I eventually found a pair of cool, suede, light-brown Skechers in my size, and my mom told me to try them on. I thought of my feet.

"I'm not wearing any socks," I said. "Let's just buy them."

"You can put on the temporary socks," she rasped.

"Temporary socks?"

"They're right there," she said, pointing to a box on the shelf. It looked like a tissue box, but it was filled with wadded-up, brown hosiery feet. I'd seen one before, but I had never used it.

"This just seems weird," I said, considering the hosiery. "I've not done drag before."

My mother rolled her eyes at me and said she was heading toward ladieswear.

I slipped the stretchy material of the hosiery over my feet, hoping that the vicious shards that I consider toenails wouldn't cause them to immediately run. Surprisingly the footies were light and airy against my calloused skin, as though God (or Leggs) had painted a protective glaze over my feet.

I immediately fell in love with the idea of male hosiery.
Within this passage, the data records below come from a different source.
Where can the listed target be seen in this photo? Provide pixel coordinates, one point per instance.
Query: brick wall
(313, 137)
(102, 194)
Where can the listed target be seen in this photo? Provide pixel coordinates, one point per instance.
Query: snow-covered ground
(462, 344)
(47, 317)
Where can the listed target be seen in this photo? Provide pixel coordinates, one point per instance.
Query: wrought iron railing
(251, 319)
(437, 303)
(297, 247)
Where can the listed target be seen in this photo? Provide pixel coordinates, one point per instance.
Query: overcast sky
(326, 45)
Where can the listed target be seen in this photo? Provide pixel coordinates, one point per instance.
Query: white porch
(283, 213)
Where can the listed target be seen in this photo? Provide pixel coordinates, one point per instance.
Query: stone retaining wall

Once, during an "experimental phase" in college, I kept my legs shaved for a couple weeks. The act itself was ridiculous, but the resulting bare legs made me feel daring, confident and attractive - until girls in the dorm started prank-calling my room and offering me bottles of Nair.

My moment with the footies reminded me of a simpler, more beautiful time and reminded me that my body image could change. I tried on the shoes, then switched back to my beat-up shoes while we rang up the new ones, and I've kept the glorious footies on the whole time. (Please, no one mention to me that this is either gross or bizarre. Trust me, I've considered these things.)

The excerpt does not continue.